TensorRT7 infer time is longer with dynamic shape in C++ compared with python


TensorRT Version: 7
GPU Type: 1080ti
Nvidia Driver Version:410.78
CUDA Version: 10.0
CUDNN Version: 7.6.5
Operating System + Version: Ubuntu16.04

When using the dynamic shape for inference, the infer time is much longer using C++ interface compared with python inferface.The infer results are all right.
The engine is the same used in C++ code and python code.
The Optimization Profile is added,and the Binding Dimensions are set before inference.

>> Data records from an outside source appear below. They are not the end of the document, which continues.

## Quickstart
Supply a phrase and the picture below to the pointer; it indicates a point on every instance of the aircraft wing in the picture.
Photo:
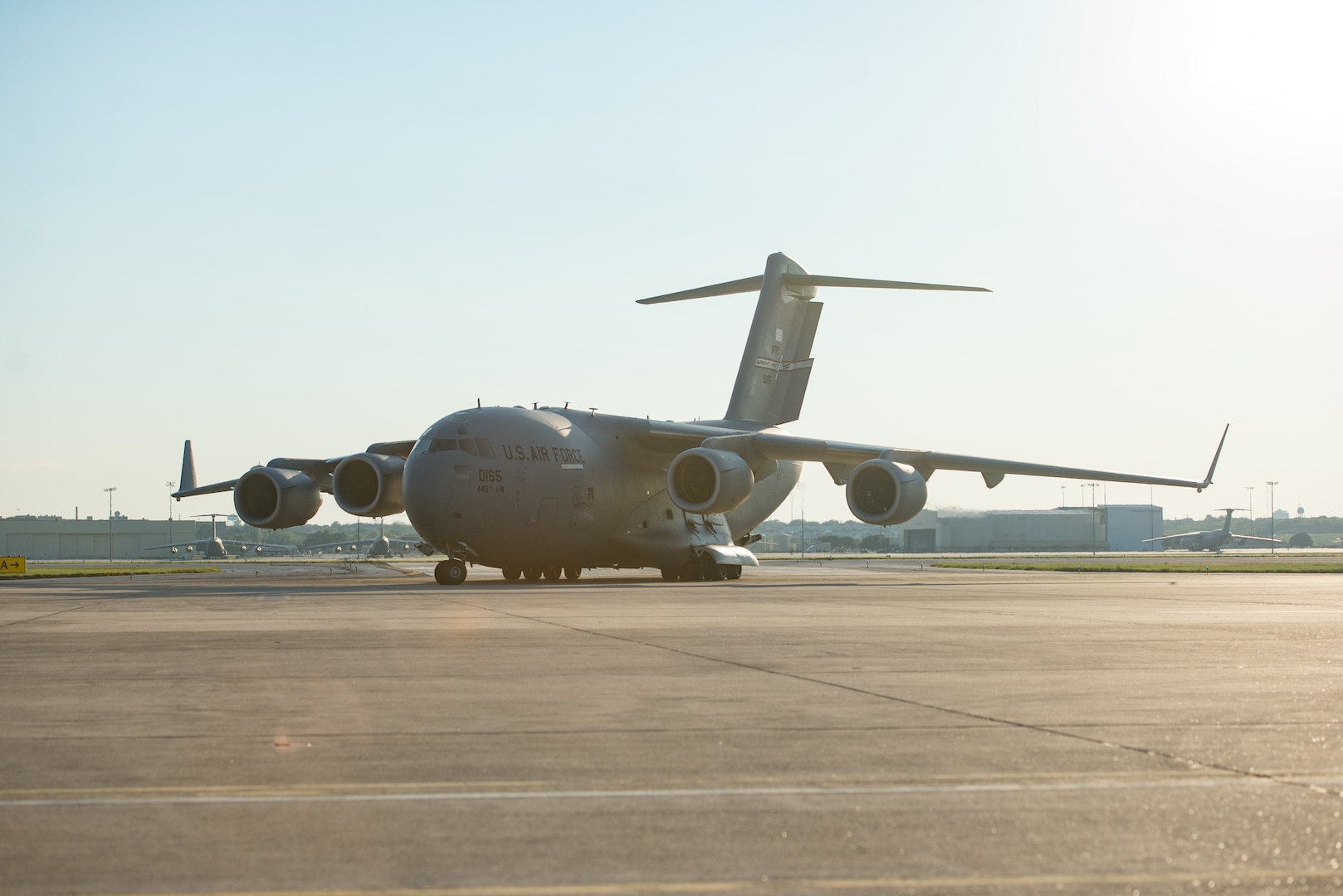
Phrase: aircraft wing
(262, 548)
(841, 457)
(360, 543)
(178, 544)
(1163, 539)
(1256, 539)
(320, 469)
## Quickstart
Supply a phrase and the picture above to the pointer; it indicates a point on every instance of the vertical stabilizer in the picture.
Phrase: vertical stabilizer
(187, 481)
(777, 364)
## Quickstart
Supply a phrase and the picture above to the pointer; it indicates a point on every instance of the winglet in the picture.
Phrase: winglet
(188, 469)
(1208, 480)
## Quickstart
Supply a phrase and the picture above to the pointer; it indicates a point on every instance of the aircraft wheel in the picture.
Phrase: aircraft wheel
(710, 568)
(450, 572)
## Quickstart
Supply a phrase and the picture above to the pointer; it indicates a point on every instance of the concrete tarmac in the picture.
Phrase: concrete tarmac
(806, 730)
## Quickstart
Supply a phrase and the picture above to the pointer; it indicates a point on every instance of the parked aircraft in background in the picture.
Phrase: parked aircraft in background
(1212, 539)
(545, 490)
(214, 546)
(379, 547)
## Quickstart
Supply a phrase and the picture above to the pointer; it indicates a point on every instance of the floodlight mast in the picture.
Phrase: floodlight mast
(109, 490)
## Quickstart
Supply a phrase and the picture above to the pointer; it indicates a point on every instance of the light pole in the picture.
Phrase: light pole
(109, 490)
(169, 516)
(1092, 485)
(1272, 548)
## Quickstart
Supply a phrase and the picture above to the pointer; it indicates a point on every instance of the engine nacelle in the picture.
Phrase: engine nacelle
(369, 484)
(710, 481)
(882, 492)
(271, 497)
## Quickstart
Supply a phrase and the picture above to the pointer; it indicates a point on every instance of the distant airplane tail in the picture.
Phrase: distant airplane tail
(187, 481)
(777, 364)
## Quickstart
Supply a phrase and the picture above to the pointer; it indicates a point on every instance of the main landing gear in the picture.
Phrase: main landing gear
(536, 574)
(701, 568)
(450, 571)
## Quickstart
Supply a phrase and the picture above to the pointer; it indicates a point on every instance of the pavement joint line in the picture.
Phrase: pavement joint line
(965, 713)
(46, 616)
(686, 793)
(1279, 876)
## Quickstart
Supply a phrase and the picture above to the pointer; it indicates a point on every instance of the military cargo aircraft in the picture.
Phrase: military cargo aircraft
(545, 492)
(1213, 539)
(214, 546)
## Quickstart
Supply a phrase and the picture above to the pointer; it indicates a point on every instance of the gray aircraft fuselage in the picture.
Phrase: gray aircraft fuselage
(545, 492)
(548, 486)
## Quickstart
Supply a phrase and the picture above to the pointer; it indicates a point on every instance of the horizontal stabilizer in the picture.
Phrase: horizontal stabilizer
(754, 284)
(858, 282)
(749, 285)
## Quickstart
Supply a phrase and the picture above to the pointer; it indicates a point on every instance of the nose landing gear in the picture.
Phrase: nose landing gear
(450, 571)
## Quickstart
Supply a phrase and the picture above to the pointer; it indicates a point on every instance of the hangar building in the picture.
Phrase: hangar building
(1110, 527)
(52, 538)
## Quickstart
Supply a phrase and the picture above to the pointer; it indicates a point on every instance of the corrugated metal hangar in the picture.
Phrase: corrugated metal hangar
(1110, 527)
(119, 538)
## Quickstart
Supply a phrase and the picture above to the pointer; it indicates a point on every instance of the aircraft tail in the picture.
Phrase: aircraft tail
(777, 364)
(187, 481)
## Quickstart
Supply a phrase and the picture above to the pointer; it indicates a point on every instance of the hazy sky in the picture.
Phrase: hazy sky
(295, 229)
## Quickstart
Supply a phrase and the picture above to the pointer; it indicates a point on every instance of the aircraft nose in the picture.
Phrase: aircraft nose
(426, 481)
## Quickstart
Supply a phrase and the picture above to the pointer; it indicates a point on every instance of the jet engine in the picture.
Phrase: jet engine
(710, 481)
(369, 484)
(886, 494)
(271, 497)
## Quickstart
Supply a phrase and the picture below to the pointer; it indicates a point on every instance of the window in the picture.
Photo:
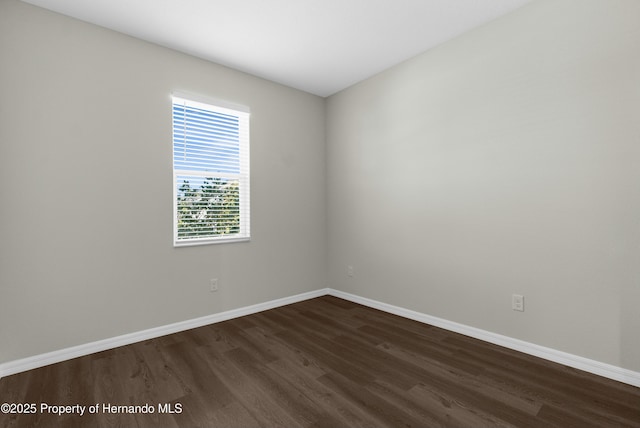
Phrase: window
(210, 172)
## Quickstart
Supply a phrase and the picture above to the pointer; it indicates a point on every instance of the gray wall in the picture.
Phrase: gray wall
(86, 187)
(504, 161)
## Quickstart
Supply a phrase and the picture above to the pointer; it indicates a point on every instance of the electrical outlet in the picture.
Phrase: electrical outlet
(517, 302)
(350, 270)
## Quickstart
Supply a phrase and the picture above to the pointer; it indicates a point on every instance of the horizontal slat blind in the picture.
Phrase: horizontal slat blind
(211, 173)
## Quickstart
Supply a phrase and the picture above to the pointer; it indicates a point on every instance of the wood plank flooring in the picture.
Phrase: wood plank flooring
(324, 362)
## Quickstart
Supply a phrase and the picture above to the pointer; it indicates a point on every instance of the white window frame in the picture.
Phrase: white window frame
(242, 176)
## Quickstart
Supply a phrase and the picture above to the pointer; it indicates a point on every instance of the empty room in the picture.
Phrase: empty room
(313, 213)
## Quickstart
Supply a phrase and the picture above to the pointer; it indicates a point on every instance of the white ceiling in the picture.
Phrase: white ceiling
(318, 46)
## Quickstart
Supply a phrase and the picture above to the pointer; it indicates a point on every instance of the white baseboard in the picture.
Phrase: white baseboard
(24, 364)
(601, 369)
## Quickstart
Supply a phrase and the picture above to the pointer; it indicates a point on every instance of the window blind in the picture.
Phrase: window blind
(211, 172)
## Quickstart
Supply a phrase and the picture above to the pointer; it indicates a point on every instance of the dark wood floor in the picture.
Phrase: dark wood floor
(324, 362)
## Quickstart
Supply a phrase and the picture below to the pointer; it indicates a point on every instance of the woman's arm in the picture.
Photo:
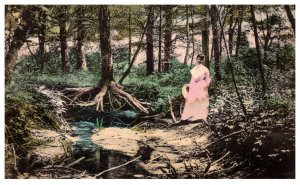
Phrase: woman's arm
(207, 78)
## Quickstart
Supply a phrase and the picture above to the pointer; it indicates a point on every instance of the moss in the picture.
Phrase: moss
(21, 116)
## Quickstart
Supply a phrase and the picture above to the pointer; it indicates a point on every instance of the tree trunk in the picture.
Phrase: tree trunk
(205, 37)
(17, 41)
(149, 39)
(267, 37)
(290, 16)
(126, 73)
(159, 41)
(81, 63)
(238, 40)
(258, 50)
(168, 37)
(187, 30)
(105, 45)
(129, 31)
(42, 38)
(63, 40)
(231, 66)
(193, 41)
(232, 26)
(216, 39)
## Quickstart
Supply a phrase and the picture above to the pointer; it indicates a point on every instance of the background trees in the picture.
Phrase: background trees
(102, 56)
(154, 37)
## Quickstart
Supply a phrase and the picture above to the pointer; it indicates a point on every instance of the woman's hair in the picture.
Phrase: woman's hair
(200, 58)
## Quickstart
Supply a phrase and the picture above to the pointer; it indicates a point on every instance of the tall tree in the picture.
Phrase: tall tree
(216, 39)
(261, 71)
(63, 38)
(107, 86)
(290, 16)
(159, 39)
(231, 65)
(149, 38)
(42, 37)
(193, 39)
(205, 35)
(18, 39)
(187, 31)
(232, 26)
(239, 31)
(81, 63)
(168, 36)
(105, 46)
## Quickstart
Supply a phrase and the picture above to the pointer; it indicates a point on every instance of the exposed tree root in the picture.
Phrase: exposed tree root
(112, 91)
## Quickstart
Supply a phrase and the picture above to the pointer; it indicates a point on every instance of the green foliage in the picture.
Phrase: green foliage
(278, 104)
(157, 87)
(21, 116)
(93, 62)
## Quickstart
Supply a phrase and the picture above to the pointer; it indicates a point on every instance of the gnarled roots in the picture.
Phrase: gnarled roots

    auto profile = builder->createOptimizationProfile();
    auto input = network->getInput(0);
    Dims dims = input->getDimensions();
    // set dynamic input tensors
    dims.d[0] = 1;
    profile->setDimensions(input->getName(), OptProfileSelector::kMIN, dims);
    dims.d[0] = std::max(m_config.maxBatchSize, 1);
    profile->setDimensions(input->getName(), OptProfileSelector::kOPT, dims);
    dims.d[0] = std::max(m_config.maxBatchSize+1, 1);
    profile->setDimensions(input->getName(), OptProfileSelector::kMAX, dims);
    // and optimization profile

    Dims4 inputDims{m_config.maxBatchSize, 3, m_config.inputWidth,  m_config.inputHeight };
    // Set the input size for the preprocessor
    m_pContext->setBindingDimensions(0, inputDims);
    // specify full dynamic input
    if (!m_pContext->allInputDimensionsSpecified()) {
    return -1;


How much is the infer time difference between the C++ and python interface?
Could you please share the model and script file to reproduce the issue so we can help better?


The time using C++ interface is 26 ms,and the python infer time is 8 ms.
Can you give me an email to send the mode and script file?


Can you send the files as message in the forum?
Meanwhile, you can use Nvidia profiler to debug C++ interface performance:


Thank you.I have fixed the bug.
Because the function setBindingDimensions is called every time, the every infer runs in initialized state, then the infer time is so long.